Ten hours and two diversionary loops off the trail and we haven’t shaken the four Hybrids that are tracking us - one man and three women. They're good, no doubt, and even with Lainey’s seemingly unshakable belief that I’m some kind of a superhero, she’s beginning to sense my concern. As a hunter, I’m hardly a match for a Hybrid at my very best and our shortage of quality victuals as of late has left me less than ready for such an encounter.
I stop, raise my field glasses, and take a look back. Well-equipped with crossbows at their hips of a higher quality than mine, what do they want with the two of us? We obviously don’t have much to give up, so why have they been so persistent? We’ll have to lose them before the crevasse jog, or else we’ll be leading them to Upper Camp.
“Milo,” Lainey says with a look that melts my heart, “do you just shoot them when they get close?”
I restart our trek with no response. Spoken as if killing Hybrids is some kind of a game. As annoying as this waif can be, with a face as innocent and tender as a child, she’s too-often getting what she wants – repressed parenting urges on my part? But as free and easy as she is with sex, I shouldn’t complain.

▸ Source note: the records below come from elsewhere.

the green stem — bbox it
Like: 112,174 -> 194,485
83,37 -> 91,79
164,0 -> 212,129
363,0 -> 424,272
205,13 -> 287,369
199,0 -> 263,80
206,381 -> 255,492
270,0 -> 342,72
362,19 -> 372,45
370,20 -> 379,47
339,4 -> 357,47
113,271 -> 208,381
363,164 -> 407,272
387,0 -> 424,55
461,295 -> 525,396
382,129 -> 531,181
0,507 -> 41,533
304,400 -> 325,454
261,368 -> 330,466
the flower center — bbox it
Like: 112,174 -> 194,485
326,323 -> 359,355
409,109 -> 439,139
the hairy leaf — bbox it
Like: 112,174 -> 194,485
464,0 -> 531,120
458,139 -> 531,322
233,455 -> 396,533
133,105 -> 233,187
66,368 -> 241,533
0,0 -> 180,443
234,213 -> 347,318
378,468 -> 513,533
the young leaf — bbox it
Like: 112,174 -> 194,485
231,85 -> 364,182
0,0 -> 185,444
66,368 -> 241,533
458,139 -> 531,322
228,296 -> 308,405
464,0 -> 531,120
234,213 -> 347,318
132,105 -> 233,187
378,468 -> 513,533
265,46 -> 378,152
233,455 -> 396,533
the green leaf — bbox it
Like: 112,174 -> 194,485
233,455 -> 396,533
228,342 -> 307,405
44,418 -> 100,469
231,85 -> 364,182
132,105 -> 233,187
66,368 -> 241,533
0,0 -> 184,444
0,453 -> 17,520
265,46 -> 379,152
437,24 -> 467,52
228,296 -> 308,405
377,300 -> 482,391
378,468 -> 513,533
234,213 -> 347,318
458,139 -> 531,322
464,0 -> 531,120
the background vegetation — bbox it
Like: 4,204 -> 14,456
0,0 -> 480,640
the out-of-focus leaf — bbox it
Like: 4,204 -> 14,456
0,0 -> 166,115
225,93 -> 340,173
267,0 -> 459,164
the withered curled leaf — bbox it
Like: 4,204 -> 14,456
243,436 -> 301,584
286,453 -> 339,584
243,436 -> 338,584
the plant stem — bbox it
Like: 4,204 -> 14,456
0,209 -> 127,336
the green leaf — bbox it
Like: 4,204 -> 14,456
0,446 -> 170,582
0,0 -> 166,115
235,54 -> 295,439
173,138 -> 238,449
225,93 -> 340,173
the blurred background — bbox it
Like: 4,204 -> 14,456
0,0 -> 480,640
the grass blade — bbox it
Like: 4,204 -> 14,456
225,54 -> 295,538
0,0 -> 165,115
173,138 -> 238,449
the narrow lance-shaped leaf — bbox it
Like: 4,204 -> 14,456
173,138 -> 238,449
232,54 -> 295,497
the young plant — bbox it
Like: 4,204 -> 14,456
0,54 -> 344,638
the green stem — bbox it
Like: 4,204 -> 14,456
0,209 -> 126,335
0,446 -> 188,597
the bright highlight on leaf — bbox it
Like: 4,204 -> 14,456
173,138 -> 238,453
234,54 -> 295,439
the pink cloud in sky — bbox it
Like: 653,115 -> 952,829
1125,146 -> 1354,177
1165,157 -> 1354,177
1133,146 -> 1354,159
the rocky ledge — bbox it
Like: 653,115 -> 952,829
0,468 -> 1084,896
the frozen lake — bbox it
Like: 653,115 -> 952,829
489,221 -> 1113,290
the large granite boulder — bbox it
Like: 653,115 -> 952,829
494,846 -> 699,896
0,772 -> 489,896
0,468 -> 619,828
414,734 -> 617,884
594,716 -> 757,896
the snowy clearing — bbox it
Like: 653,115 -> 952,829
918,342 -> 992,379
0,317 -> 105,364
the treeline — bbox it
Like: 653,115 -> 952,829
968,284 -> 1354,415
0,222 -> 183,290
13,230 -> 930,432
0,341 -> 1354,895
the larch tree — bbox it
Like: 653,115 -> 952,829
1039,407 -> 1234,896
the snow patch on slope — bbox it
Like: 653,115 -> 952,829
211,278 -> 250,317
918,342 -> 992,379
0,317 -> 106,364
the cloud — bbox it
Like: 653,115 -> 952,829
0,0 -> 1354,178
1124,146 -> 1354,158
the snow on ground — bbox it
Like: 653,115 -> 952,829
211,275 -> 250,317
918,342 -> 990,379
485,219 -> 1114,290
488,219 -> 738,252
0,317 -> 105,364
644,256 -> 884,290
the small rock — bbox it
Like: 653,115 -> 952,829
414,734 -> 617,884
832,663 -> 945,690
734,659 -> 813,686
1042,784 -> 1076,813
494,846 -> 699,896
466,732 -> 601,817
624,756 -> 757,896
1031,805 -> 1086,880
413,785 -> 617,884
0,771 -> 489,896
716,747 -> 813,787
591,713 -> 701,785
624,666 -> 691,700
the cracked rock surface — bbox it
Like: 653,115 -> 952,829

Short of available clan members during the Beach Camp netting season, Darwin had paired newbie Lainey with me for this trip to prep Upper Camp for Elite Celebration. But where had she come from? Freshly off an isolated mountain farm three years into the aftertimes? I can’t remember seeing any wholesome aftertimes mountain farms here in Hawaii. But her sweet, pleading face deserves an answer, so I reply, “I’ve never killed, and I don’t want to start with a Hybrid.”
“They might as well be human, they’re so close,” she quips.
“But they’re not, and don’t you forget it,” I remind her.
Hybrids. Sleek and mysteriously attractive. No known spoken words or language but they somehow manage to communicate. I’d watched unafraid in awe as they had raided Beach Camp for food with a quick in and out where no one got hurt. And their physiques … the lines and shapes of the men are … what? Why am I even thinking of the men that way? And that begs the question of who the fuck I was before the Global Crash and how the hell I ended up in Hawaii. Damn, gotta’ get out of this homo-swooning mode and keep it in mind that Hybrids are dangerous opportunists. And then, double-dangerous because they usually appear when the biggest of the big killdogs are circling. But there’s been no evidence of killdogs up here in the mountains, thank God.
We’re a half-day from reaching the crevasse jog and the sun's setting. I’ve set our night-camp inside a mass of brambles knowing that the Hybrids likely know where we are, but there’s nothing that can be done about that because I have to get some sleep – at least a few hours. With my crossbow at ready, I’ve set Lainey to sit quietly on watch which is the best that I can do, so good night to all. I pull my sleeping bag over my shoulders with Lainey sitting nearby quietly humming a pleasant song.